To investigate this unintuitive relationship, we display a different
table to show the relationship between smoking and age in groups of
dead
or alive
.
# Relationship between smoking and age in two groups: dead or alive.
xtabs(cbind(dead,alive) ~ smoker + age,data=smoking_tbl) %>% prop.table(2)
## , , = dead
##
## age
## smoker 18-24 25-34 35-44 45-54 55-64 65-74
## 0 0.008547009 0.017793594 0.030434783 0.057692308 0.169491525 0.612121212
## 1 0.017094017 0.010676157 0.060869565 0.129807692 0.216101695 0.175757576
## age
## smoker 75+
## 0 0.831168831
## 1 0.168831169
##
## , , = alive
##
## age
## smoker 18-24 25-34 35-44 45-54 55-64 65-74
## 0 0.521367521 0.540925267 0.495652174 0.317307692 0.343220339 0.169696970
## 1 0.452991453 0.430604982 0.413043478 0.495192308 0.271186441 0.042424242
## age
## smoker 75+
## 0 0.000000000
## 1 0.000000000
In this table, there is a larger proportion of younger women who smoke, relative to older women who smoke. Many of these younger women who smoke were still alive after 20 years into the study, while many of the older women passed away.

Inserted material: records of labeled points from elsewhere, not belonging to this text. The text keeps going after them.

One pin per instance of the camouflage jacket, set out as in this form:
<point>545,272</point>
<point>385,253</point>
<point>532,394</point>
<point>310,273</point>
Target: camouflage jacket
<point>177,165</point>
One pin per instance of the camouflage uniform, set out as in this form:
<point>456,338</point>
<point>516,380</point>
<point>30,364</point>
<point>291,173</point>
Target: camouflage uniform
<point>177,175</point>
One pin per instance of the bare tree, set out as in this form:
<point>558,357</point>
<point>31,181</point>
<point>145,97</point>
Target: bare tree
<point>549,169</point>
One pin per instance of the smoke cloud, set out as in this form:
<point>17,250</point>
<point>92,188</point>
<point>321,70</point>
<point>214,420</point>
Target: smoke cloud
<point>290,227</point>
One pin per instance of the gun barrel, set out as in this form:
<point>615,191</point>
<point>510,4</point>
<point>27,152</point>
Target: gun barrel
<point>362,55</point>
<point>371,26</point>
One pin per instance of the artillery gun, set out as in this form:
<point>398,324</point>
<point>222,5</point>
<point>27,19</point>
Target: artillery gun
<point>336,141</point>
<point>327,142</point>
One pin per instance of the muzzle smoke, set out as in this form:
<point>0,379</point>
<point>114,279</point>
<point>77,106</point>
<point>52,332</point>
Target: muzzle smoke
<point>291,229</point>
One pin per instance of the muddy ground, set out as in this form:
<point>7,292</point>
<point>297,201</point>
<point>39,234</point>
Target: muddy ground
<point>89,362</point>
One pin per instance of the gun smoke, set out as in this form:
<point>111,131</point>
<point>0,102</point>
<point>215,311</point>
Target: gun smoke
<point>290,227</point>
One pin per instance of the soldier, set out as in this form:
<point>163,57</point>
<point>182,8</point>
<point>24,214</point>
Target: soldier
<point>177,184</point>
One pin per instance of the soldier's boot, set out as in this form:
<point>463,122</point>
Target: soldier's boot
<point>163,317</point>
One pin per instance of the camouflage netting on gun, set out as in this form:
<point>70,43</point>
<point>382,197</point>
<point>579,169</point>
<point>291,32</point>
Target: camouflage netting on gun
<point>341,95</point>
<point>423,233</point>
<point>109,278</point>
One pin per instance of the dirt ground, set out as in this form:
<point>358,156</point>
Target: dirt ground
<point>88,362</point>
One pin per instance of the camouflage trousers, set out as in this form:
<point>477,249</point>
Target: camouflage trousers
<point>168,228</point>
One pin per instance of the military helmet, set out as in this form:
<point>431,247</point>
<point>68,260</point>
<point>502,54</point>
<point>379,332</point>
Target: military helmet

Now try another binomial regression model, but with age groups as a predictor:
# Binomial regression, mortality against age and smoking
smoking_glm2 <- glm(cbind(dead,alive) ~ age + smoker, data = smoking_tbl, family = binomial)
summary(smoking_glm2)
##
## Call:
## glm(formula = cbind(dead, alive) ~ age + smoker, family = binomial,
## data = smoking_tbl)
##
## Deviance Residuals:
## Min 1Q Median 3Q Max
## -0.72545 -0.22836 0.00005 0.19146 0.68162
##
## Coefficients:
## Estimate Std. Error z value Pr(>|z|)
## (Intercept) -3.8601 0.5939 -6.500 8.05e-11 ***
## age25-34 0.1201 0.6865 0.175 0.861178
## age35-44 1.3411 0.6286 2.134 0.032874 *
## age45-54 2.1134 0.6121 3.453 0.000555 ***
## age55-64 3.1808 0.6006 5.296 1.18e-07 ***
## age65-74 5.0880 0.6195 8.213 < 2e-16 ***
## age75+ 27.8073 11293.1430 0.002 0.998035
## smoker 0.4274 0.1770 2.414 0.015762 *
## ---
## Signif. codes: 0 '***' 0.001 '**' 0.01 '*' 0.05 '.' 0.1 ' ' 1
##
## (Dispersion parameter for binomial family taken to be 1)
##
## Null deviance: 641.4963 on 13 degrees of freedom
## Residual deviance: 2.3809 on 6 degrees of freedom
## AIC: 65.377
##
## Number of Fisher Scoring iterations: 20
This model is a very strong fit since the residual deviance is quite
small relative to its degrees of freedom. Now that age
has
been accounted for, the smoker
variable is positively
correlated with mortality; this is an example of Simpson’s paradox. The
dependence of smoking status and mortality rate are explained by their
respective relationship with age (i.e. smoking and mortality are
dependent, conditional on age).
If investigators in this study did not measure age, they may have incorrectly concluded that smoking correlates with a lower risk of death. In observational studies such as this one, investigators need to be careful in drawing conclusions before considering other factors that can influence relationships between the variables of interest.